Fikret Muallá’nın o yıllarda ünlü bir Degüstasyon olayı vardır. Avni bu olayı şöyle anlattı: ‘Ben bu olayı çok kişiden dinledim. Bedri Rahmi Eyuboğlu’ndan, Fikret Adil’den, Dr. Safder Tarim’den ve Abidin Dino’dan. Fikret Muallá bu konu açılınca gerginleşir ve sinirlenirdi. Fikret’in bir daha dönmemek üzere İstanbul’dan ayrılmasının nedeni bu olaydır. Degüstasyon olayı şöyle olmuştur: Fikret, 1936 Aralık ayında bir akşamüstü Beyoğlu’nda Çiçek Pasajı’nın ağzındaki Degüstasyon Lokantası’na uğrar. O yıllarda Degüstasyon, İstanbul’daki ressam, ozan ve yazar takımının devam ettiği en ünlü restoranlardan biridir. Yahya Kemal’ler, Peyami Safa’lar, Yakup Kadri’ler, Necip Fazıl’lar, Názım Hikmet’ler, Fikret Adil’ler, Mithat Cemal’ler, Arif Dino’lar, Abidin’ler hep buradan geçmişlerdir. Fikret o akşam yalnız gitmiştir Degüstasyon’a. Birkaç kadeh içtikten sonra, gözü yukarıdaki Atatürk portresine takılır. Bir Alman ressamın yaptığı bu portre çoğaltılmış ve o yıllarda bütün mağazalara ve bürolara dağıtılmıştır. Fikret bu portreyi her gördüğünde fena halde sinirlenmektedir. ‘Niye her yerde hep aynı kötü portre?’ Fikret, o akşam da Degüstasyon’un patronlarına bu eleştiriyi iletmeye çalışır ve sinirlenir.

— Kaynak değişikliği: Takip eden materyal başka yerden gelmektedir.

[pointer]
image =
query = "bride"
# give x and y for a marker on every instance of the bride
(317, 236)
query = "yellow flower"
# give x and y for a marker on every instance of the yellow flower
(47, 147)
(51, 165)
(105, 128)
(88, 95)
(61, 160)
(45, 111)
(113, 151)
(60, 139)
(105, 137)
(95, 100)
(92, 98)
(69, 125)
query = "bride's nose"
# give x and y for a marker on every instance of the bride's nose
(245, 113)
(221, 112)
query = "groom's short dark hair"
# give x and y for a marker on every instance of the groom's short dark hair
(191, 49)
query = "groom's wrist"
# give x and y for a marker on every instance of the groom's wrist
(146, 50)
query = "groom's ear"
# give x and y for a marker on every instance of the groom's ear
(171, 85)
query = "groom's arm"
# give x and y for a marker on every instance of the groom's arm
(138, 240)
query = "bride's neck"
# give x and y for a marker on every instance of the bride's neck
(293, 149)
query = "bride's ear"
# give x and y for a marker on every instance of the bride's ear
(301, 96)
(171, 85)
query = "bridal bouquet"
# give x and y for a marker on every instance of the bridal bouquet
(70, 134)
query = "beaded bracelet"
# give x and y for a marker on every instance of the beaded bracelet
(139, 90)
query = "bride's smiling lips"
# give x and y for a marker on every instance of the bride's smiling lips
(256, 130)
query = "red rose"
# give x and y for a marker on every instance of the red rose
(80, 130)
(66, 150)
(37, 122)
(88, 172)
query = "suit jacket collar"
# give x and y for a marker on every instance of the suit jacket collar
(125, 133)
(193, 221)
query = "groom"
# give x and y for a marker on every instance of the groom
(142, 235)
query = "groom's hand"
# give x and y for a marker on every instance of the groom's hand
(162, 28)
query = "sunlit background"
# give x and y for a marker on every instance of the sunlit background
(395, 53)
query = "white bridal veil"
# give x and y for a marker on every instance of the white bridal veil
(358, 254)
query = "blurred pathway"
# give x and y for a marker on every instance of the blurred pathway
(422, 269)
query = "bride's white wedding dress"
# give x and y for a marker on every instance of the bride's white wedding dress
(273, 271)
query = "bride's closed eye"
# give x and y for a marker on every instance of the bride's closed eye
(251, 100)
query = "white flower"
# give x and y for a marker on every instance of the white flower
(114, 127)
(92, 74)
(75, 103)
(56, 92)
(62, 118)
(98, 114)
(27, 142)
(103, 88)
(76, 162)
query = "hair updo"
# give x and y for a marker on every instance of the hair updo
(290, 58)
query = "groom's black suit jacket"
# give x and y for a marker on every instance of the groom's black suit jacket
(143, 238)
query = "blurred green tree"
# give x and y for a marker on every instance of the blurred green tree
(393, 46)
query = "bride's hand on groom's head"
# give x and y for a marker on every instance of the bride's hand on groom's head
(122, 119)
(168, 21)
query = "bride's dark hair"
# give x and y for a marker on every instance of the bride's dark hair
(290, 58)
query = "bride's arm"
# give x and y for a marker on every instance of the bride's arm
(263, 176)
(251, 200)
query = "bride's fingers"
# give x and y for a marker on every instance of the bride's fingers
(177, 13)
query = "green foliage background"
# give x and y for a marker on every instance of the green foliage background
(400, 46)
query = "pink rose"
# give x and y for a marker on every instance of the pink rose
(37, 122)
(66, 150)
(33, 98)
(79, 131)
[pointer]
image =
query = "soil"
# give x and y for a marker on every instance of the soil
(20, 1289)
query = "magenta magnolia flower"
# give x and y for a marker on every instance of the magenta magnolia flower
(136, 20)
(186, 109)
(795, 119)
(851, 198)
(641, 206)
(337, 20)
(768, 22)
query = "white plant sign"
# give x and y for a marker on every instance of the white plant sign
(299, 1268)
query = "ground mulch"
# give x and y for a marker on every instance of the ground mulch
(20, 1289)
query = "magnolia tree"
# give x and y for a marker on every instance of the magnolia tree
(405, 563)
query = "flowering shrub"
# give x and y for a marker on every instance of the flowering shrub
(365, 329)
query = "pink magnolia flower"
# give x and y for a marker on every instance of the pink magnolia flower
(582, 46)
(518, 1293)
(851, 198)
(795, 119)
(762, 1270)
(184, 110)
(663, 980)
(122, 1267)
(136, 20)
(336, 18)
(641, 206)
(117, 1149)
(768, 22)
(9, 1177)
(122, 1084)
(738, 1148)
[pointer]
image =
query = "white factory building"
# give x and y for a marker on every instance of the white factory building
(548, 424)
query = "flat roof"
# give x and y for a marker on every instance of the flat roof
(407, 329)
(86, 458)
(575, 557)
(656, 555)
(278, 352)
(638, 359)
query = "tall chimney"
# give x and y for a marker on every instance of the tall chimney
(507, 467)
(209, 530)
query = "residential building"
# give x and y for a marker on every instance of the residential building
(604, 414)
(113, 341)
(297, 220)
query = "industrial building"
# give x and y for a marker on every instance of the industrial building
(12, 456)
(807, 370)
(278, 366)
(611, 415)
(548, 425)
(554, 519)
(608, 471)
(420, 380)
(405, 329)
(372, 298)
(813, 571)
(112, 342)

Müşterilerin arasında Ekrem Muhittin Yeğen de vardır. Fikret’in resmi kötülemesini Atatürk’e hakaret diye yorumlar, galeyana gelir, polis çağırtır. Fikret Muallá tutuklanarak Galatasaray Karakolu’na götürülür. Fikret’i orada bir temiz ıslatırlar. Hakkındaki iddia, cumhurbaşkanına alenen hakaret etmektir. Fikret geceyi orada geçirir, sorgu, dayak... Canına okunur Fikret’in. Degüstasyon’da olaya tanık olan bazı dostları durumu, Fikret’in yakınlarına bildirirler. Araya Fikret Adil ve Bedri Rahmi girer, Fikret’i zor bela Bakırköy Hastanesi’ne kaldırırlar.

Kadın dövmek geleneklerimizde var

Bir gün Fikret’i karşımda gördüm. Telaş içindeydi. ‘Hayrola,’ dedim, ‘Nedir bu halin? Senin başın yine dertte galiba?’ ‘Evet,’ dedi, ‘mahkemeyle başım dertte. Beni siz kurtarabilirsiniz.’ Fikret Muallá o sıra bir kızla yaşıyormuş. Bir gün kafası kızmış, kızı dövmüş. Kız da savcılığa başvurmuş. Fikret’i yakalayıp mahkemeye çıkarmışlar. Suçu kadın dövmek. Fikret yargıca, ‘Ben Türk’üm, bizde bir gelenektir, erkekler arada sırada karılarını okşarlar. Bu öyle dayak sayılmaz. Biz bunu sevdiklerimize yaparız. İçimizde hiç kötülük yoktur!’ demiş.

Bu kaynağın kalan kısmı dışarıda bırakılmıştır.